Говорил он много, залпами, слова застревали у него во рту, он писал запоями, выплевывал слова на бумагу, можно себе представить как он, живя в дешевых отелях, быстро-быстро строчит свои инвективы современному миру, который он ощущал как мир враждебный.

Ницше не считал себя немцем, но утверждал, что он потомок польских дворян. Современные исследователи отвергли его притязания на принадлежность к польской нации. Однако отказ быть немцем был признанием Ницше, что он чужой тем, кто его окружает. Он был чужим, да, и в этом смысле не Немцем, тут он оказался прав, а уверенность в том что он поляк, он себе внушил. Чужой. Он был самым подрывным, адским мыслителем Европы. Хотя и нет сведений о том, чтобы, скажем, современные ему цареубийцы вдохновлены были на цареубийства Ницше. Его интерес к русским народовольцам (не только он, другой трагик той же эпохи — Оскар Уайльд — написал пьесу о народовольцах-цареубийцах) и к Достоевскому свидетельствует, что ему хотелось пойти в эту опасную сторону, стать вдохновителем. Однако он не имел еще влияния.

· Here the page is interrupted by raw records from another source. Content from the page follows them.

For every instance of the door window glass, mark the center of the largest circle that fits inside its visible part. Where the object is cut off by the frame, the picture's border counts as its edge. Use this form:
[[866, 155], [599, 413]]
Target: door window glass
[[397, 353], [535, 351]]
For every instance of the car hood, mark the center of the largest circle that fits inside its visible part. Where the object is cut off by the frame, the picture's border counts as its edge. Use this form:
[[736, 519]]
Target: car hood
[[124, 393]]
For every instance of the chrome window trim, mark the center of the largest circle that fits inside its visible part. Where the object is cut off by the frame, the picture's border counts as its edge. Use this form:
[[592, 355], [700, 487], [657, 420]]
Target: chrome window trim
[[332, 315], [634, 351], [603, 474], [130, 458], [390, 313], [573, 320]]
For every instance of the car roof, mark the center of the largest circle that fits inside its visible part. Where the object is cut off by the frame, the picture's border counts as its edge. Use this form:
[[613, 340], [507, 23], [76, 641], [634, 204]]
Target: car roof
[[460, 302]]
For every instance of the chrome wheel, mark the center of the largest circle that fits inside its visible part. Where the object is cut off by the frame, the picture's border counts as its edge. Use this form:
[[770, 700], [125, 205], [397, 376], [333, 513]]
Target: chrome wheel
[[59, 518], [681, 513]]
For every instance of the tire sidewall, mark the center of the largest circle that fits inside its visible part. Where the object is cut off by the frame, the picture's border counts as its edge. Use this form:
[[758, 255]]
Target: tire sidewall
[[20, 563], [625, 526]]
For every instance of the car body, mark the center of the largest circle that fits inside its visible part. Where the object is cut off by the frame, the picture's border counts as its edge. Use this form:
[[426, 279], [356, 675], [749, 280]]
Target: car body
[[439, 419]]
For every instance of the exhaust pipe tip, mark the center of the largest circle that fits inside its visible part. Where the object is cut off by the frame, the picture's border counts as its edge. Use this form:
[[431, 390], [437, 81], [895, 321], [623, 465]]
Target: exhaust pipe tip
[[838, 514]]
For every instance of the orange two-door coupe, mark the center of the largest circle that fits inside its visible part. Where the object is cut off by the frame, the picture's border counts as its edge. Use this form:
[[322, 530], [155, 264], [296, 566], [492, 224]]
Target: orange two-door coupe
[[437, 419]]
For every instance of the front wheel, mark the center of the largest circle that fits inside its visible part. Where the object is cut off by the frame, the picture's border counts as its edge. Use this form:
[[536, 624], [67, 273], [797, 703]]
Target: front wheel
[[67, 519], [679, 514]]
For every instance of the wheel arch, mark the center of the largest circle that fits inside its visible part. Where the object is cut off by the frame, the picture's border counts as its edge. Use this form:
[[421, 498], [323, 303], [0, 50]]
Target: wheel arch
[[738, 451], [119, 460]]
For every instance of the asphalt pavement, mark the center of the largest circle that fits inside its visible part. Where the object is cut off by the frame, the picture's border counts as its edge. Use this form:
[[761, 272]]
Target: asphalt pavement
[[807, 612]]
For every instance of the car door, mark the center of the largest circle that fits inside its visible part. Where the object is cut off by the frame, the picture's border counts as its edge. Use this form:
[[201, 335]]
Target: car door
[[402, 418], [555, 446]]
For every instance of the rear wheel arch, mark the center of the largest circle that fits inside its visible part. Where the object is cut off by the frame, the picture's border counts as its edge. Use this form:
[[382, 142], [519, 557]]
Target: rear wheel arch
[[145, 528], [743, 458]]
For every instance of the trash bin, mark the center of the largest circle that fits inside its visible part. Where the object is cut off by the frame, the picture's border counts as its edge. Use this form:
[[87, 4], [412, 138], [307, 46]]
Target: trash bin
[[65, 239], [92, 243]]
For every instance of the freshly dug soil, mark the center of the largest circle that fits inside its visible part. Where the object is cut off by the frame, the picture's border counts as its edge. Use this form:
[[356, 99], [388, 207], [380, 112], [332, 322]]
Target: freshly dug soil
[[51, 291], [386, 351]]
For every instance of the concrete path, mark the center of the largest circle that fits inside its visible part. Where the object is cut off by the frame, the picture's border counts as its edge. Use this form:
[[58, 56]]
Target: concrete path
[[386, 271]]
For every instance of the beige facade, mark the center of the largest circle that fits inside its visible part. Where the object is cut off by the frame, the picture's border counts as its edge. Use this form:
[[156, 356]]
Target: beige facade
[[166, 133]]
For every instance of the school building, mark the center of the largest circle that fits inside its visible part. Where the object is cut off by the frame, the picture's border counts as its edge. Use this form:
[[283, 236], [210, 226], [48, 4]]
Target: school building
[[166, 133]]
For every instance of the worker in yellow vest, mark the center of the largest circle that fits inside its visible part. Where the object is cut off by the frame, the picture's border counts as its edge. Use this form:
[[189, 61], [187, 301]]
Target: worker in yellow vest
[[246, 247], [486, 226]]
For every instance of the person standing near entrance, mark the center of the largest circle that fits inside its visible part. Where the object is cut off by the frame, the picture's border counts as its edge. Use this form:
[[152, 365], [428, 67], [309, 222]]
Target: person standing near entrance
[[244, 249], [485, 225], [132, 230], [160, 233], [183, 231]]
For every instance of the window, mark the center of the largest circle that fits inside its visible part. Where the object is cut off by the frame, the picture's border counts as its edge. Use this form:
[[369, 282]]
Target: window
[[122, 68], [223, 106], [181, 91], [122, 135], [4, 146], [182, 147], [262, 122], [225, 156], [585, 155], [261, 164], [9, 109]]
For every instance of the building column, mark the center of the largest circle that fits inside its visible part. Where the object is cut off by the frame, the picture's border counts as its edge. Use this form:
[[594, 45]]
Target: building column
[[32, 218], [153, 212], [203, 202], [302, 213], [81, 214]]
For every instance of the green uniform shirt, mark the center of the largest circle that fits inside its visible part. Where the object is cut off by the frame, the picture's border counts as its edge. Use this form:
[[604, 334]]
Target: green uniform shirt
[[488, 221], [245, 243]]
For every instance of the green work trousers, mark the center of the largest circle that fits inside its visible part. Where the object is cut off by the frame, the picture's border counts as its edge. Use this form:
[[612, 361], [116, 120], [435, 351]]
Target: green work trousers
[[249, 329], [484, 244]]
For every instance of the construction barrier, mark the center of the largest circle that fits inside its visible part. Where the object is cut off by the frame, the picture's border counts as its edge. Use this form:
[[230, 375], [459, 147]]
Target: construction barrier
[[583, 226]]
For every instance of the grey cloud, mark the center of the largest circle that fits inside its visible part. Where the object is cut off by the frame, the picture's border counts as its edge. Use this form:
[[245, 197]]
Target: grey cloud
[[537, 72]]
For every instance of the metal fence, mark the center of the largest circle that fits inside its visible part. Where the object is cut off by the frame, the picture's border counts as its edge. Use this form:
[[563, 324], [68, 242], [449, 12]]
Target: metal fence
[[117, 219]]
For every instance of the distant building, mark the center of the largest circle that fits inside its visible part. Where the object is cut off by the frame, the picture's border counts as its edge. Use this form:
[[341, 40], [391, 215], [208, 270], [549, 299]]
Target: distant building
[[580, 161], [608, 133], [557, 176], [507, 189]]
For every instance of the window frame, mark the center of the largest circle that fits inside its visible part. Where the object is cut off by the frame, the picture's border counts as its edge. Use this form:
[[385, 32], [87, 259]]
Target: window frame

Служанка этих господ (сон)

В таких местах всегда жарко. Мандолины… лимоны… кто пьет вино, кто пляшет с девушкой под мандолину… а вот дорожка, ведущая в парк. Следуем по ней и, поскрипывая песком, шагаем в направлении дома. Ни садовника по пути, ни сторожа. В начале прошлого века жили куда беззаботнее нас. Никакой охраны.

Остро пахнут южные деревья и травы. Возможно, в ветвях висят плоды, какие-нибудь именно лимоны, но в темноте они заведомо не видны, не стоит и напрягаться. Хрустнула ветка; хочу я или не хочу себя проявить? Я еще не решил. Южные ночи, тут черт ногу сломит. Никакой луны, но дорожка светлого песка все же заметна, песок выручает.

А вот и тусклый свет. Это окна. Идем на окна. Свет слабый, поскольку, видимо, пользовались еще свечами. Или у них уже есть электричество?

Тут, у самого дома, светлее. Терраса чуть выше сада, на террасе стоит дом. Остекленные крупные двери на террасу закрыты. Можно подойти и взглянуть. На первый взгляд, там мечутся люди, отбрасывая резкие тени.

Нет, там мечется только один человек! Он находится у камина, а у самых дверей террасы, по ту сторону от меня, горят на столе свечи. Пять? Десять? Так вот, человек мечется между камином и свечами, и все эти огни усугубляют каждое его движение, потому зрительное впечатление такое, как будто множество людей бегут, дерутся и при этом жестикулируют экспрессивно, как водится у итальянцев. Ведь каждый русский знает, что итальянцы жестикулируют от избытка страстей. Не правда ли, мы знаем?